I nigeriani si sono accollati il lavoro sporco. I palermitani spacciano la cocaina, venduta a consumatori di fascia più alta. Ai tossici di eroina, che occupano il gradino più basso e maleodorante della lista dei clienti, ci pensano i nigeriani che sanno essere volenti.
Serenella, condannato per essere stato uomo del capomafia Alessandro D’Ambrogio, fu rimproverato. E avrebbe fatto marcia indietro, convinto da Lo Iacono, considerato il “punto di congiunzione tra la mafia palermitana e la delinquenza nigeriana”.
La notizia era arrivata anche a Cecala e Lombardo: Gino Di Salvo, boss di Bagheria, disse “che gli ordini da Palermo erano di rispettare queste persone e, se c’era di bisogno, metterci anche a disposizione se non potevano fare la spesa… venivano e cercavano u zuccaru, a pasta, un pelato, qualsiasi cosa”.

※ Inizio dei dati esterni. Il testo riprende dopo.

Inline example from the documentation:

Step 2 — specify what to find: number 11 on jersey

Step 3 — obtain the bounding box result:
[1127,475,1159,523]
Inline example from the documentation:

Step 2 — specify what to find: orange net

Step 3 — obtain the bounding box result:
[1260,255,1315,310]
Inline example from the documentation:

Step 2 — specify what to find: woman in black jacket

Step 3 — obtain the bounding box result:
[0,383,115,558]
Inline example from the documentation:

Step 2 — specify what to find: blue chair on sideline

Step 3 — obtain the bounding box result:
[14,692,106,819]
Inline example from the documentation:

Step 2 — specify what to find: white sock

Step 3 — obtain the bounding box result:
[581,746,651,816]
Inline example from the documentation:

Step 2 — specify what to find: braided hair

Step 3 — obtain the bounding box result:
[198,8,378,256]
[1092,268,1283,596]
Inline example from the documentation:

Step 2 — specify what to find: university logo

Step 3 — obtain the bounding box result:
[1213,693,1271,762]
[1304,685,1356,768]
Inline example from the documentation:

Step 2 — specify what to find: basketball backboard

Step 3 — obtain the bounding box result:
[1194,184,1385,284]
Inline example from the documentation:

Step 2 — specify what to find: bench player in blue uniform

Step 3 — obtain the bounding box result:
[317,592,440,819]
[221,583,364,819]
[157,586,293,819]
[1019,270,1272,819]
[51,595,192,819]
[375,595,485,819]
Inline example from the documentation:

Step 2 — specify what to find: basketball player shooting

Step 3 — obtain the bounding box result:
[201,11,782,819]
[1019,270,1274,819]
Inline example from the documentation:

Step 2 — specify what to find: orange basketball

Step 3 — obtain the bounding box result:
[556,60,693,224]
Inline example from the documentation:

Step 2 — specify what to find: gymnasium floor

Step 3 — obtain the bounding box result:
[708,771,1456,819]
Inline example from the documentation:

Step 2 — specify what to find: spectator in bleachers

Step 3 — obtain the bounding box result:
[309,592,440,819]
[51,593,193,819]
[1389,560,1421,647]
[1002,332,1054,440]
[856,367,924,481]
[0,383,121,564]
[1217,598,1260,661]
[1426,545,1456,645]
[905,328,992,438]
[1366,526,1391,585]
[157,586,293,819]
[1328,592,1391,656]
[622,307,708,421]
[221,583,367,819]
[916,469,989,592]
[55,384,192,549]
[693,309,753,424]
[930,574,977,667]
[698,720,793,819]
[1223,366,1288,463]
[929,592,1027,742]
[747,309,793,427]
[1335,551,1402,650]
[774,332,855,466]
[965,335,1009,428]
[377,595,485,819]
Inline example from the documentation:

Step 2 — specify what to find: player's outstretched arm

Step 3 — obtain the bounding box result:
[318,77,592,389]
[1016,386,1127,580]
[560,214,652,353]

Alle nuove acquisizioni rispondono i legali delle difese: “La Corte di assise sulla scorta di affidabile ed ampio materiale probatorio acquisito durante il dibattimento – spiega l’avvocato Cinzia Pecoraro – è giunta ad un giudizio assolutoria proprio perché il fatto non sussiste. Tale pronuncia è già stata avvalorata anche dal tribunale di Palermo sezione misure di prevenzione che ha rigettato la richiesta di applicazione della misura di prevenzione perché non solo l’appartenenza a Black Axe non è stata provata ma difetta anche la prova che tale cult possa avere i requisiti di un un’associazione mafiosa”.